DESALINATION plants could be rapidly built at Polkerris and at Par Beach this summer as South West Water strives to cope with the effects of drought on Cornwall’s water supply. 

The utility company said it was currently carrying out assessments of the sites and working closely with the local authority and Environment Agency to progress the schemes as soon as possible. 

SWW has not publicly announced the locations of potential plants, but brief reference is made to the projects within the company’s Water Resource Management Plan. 

In its document “Insights into the 2022 Drought”, the company says: “Desalination schemes at Par and Polkerris have been developed in recent months as a specific response to the drought. The schemes provide significant volumes of water to support the recharge of Colliford Reservoir. Whilst these options have potentially higher financial and carbon costs than some of the other options being considered, there is a strong confidence that they can deliver the required volume of water within the required timeframe. 

“These options also have relatively low ecosystem impacts as they do not reduce river/ reservoir levels.” 

In a statement to the Cornish Times, a South West Water spokesperson said: “We have found two potential sites for desalination in Cornwall where we are currently running detailed suitability assessments. As part of the process, we are looking at working with potential suppliers and will be able to share dates of our next phase when this is complete. 

“We are working closely with the Environment Agency and Cornwall Council to get work started as early as possible. Meanwhile, we have recently launched our Save Every Drop campaign urging customers and visitors to the region to reduce their water consumption wherever possible.” 

Tywardreath and Par Parish Council and Fowey Town Council (within whose boundary Polkerris sits) said that they had not been approached at all about the proposed desalination schemes, either by South West Water or Cornwall Council. 

An Environment Agency spokesperson said: “The proposed desalination schemes may require permits and licences to discharge and abstract water. All applications for new licences and permits are assessed in line with our strict policies and process to ensure that they have no adverse impacts on the environment. 

“The timeframes for the permitting and licencing process depends on the complexity of the scheme.  

“We have been working with the Cornwall Council planning team to ensure we are kept up to date with pre-planning conversation.” 

Cornwall Council did not release any details of discussions with South West Water, but said that once any planning application were received, it would be subject to consultation in the normal way. 

SWW drought and resilience director David Harris has said that with 800-miles of coastline, it’s logical that Cornwall should look to glean drinking water from the sea: desalination could provide 60 million litres each day, more than a third of the county’s requirements.

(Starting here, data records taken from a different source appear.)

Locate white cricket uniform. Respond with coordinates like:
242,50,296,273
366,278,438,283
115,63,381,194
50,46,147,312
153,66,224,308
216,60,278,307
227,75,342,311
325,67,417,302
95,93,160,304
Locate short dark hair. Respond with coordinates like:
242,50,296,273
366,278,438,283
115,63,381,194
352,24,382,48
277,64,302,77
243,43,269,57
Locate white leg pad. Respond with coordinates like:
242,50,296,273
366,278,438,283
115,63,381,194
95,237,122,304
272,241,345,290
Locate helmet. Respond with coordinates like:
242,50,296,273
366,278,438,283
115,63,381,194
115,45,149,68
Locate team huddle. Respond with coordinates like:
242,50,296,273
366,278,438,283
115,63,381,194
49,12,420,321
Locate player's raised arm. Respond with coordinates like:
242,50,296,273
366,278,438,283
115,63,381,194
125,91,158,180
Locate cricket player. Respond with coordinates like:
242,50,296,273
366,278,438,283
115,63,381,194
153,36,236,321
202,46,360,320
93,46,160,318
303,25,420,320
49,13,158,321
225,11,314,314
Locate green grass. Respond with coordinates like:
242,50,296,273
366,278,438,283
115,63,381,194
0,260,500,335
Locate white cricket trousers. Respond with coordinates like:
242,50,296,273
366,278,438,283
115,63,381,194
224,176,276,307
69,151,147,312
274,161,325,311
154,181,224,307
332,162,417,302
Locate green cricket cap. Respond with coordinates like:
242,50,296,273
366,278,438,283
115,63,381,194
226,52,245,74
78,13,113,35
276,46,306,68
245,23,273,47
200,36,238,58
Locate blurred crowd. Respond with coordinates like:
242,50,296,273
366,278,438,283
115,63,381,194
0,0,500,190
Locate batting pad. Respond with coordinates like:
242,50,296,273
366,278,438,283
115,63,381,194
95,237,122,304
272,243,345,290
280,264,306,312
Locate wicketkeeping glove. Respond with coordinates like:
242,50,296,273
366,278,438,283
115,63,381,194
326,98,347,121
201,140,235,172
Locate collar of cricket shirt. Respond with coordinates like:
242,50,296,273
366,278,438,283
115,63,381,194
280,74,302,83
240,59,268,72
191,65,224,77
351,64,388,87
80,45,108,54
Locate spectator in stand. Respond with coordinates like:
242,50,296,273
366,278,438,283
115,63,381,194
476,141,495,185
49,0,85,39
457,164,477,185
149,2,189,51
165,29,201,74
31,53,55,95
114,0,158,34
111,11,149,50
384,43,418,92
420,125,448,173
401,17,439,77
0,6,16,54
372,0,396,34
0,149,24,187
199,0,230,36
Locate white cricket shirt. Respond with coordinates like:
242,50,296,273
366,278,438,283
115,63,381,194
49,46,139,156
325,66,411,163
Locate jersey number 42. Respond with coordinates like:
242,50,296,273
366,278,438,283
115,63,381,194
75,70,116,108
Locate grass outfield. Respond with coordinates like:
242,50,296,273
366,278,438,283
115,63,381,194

SWW already has a desalination plant on the Isles of Scilly which it intends to expand. 

The coastal desalination plants are one element of a wide-ranging raft of measures that South West Water plans in order to sustain reliable water supply for residents of the region into the future. Both the supply and demand side of the issue present challenges, says the company: spikes in extreme heat have led the company to assess the impacts of climate change and adapt its planning, while an increase in consumption due to tourism, and more people in the region working from home, is also forecast. Looking ahead to the coming 25 years, SWW says: “We have a major role to ensure that we can maintain a sustainable and resilient water supply, that is affordable; is shaped by our customers and stakeholders’ views; and which delivers a positive benefit to society and the environment. 

“We need to invest and adapt to meet these future challenges and deliver against our priorities. These challenges impact the volume of water we have available to use to meet a growing population and demand for water.” 

Also among the proposals being taken forward across the region are a possible new reservoir at Cheddar, and in Cornwall: plans to take water from the River Camel; increasing the permitted amounts of water that can be taken from existing resources; and improving the network to allow better transfer of water resource from place to place. 

South West Water says it’s also committed to significantly reducing leakages in the system. The company will continue to encourage the public to conserve water through educational campaigns, through the use of water-saving techniques and devices, and will employ restrictions such as hosepipe bans when needed.